The local leader, who was also trying to send his children away to protect them, said the Houthis were going around to people’s homes, asking how many men and boys lived there, and registering names for fighting. Their neighbors said families had to provide either money or a person to fight, often a child: “They paid, or they take the kids, so they paid… They would take people who were 16, 17, if they can carry a weapon.” His relative, “Ali,” 16, said that in December 2017 Houthi men on a truck came to his secondary school. “I saw three Houthis with guns trying to take the kids… some of the kids were crying.” He and his friend scaled the school’s wall and ran away. Salem, Ali and about 70 other members of 13 related families were staying together in an abandoned school in Aden when Human Rights Watch interviewed them.

International law sets 18 as the minimum age for participation in direct hostilities, which includes using children as scouts, couriers, and at checkpoints. Under Yemeni law, 18 is the minimum age for military service.

Forces that capture child soldiers should treat them as victims of rights violations, not simply as captured fighters, and abide by international standards. The Paris Principles on Children Associated with Armed Forces or Armed Groups states: “The release, protection and reintegration of children unlawfully recruited or used must be sought at all times, without condition and must not be dependent on any parallel release or demobilization process for adults.”

All parties to the conflict should:

 

  • Ensure that no children take part in fighting in Hodeida;
  • Clarify to affiliated forces that recruiting children is unlawful even if they are not serving a military function;
  • Appropriately investigate and punish officers who allow children in their units or are responsible for the war crime of recruiting or using children under 15; and
  • Provide former child soldiers all appropriate assistance for their physical and psychological recovery and social reintegration.

 

Investigate Unlawful Attacks

None of the countries that make up the Saudi-led coalition have publicly clarified which alleged unlawful attacks their forces participated in. The investigative body the coalition created in 2016 does not meet international standards and has absolved coalition forces of responsibility in the vast majority of attacks investigated. The coalition has not compensated victims of unlawful strikes or their families, as far as Human Rights Watch has been able to determine.

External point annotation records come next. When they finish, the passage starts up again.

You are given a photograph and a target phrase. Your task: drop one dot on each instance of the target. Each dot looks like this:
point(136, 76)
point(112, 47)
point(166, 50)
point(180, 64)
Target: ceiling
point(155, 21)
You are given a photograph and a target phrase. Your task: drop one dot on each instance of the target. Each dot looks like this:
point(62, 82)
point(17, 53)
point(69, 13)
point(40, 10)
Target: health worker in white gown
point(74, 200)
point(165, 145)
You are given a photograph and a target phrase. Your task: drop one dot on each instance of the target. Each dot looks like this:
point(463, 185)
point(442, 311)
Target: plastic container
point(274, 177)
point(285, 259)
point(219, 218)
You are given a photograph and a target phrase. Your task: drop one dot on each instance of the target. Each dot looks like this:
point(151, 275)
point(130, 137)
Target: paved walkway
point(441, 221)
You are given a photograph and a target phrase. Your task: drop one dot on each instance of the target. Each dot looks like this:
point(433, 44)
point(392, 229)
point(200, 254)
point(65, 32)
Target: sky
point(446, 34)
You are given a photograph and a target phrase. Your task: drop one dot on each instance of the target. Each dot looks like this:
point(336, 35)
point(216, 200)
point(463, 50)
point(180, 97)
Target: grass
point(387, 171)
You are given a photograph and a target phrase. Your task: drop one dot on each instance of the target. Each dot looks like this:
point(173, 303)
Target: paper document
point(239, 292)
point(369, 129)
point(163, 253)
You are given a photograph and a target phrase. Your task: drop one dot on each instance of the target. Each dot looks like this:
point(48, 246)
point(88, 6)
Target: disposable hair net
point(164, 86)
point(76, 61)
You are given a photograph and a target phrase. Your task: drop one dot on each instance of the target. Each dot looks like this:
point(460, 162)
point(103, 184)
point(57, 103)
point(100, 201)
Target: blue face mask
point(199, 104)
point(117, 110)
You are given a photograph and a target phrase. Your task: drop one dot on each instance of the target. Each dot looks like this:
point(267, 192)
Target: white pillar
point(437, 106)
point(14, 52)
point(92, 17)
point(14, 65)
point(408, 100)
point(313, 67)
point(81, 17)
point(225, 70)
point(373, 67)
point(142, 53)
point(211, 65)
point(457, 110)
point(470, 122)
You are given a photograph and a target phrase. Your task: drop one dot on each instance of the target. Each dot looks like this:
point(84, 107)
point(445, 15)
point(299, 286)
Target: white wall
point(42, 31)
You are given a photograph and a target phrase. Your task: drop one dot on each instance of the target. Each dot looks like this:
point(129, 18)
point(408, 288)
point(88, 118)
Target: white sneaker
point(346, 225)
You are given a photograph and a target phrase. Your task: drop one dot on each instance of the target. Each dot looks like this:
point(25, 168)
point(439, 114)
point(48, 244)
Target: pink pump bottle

In response to Human Rights Watch letters in 2016 and 2017, the Houthi-controlled Foreign Affairs Ministry expressed a willingness to investigate reports of landmine use, but not until the conflict ended. Human Rights Watch has not been able to identify any concrete steps the Houthis have taken to investigate potentially unlawful attacks or hold anyone to account for violations.

Countries that are parties to the armed conflict should:

 

  • Impartially and transparently investigate credible reports of alleged violations of the laws of war and make public their findings. Individuals implicated in war crimes should be appropriately prosecuted;
  • Conduct investigations using a full range of tools, including interviews with witnesses, surveillance and targeting videos, and forensic analyses. Public findings should include accountability measures taken against individual personnel, redress provided to victims or their families, and an explanation of the process used;
  • Provide compensation for wrongful civilian deaths, injuries and harm. The coalition should develop effective systems for civilians to file claims for condolence or ex gratia payments and to evaluate the claims; and
  • The US, UK, and France should cease all weapons transfers to Saudi Arabia because of Saudi Arabia’s widespread violations of the laws of war, and weapons transfers to other coalition members that are likely to use them unlawfully.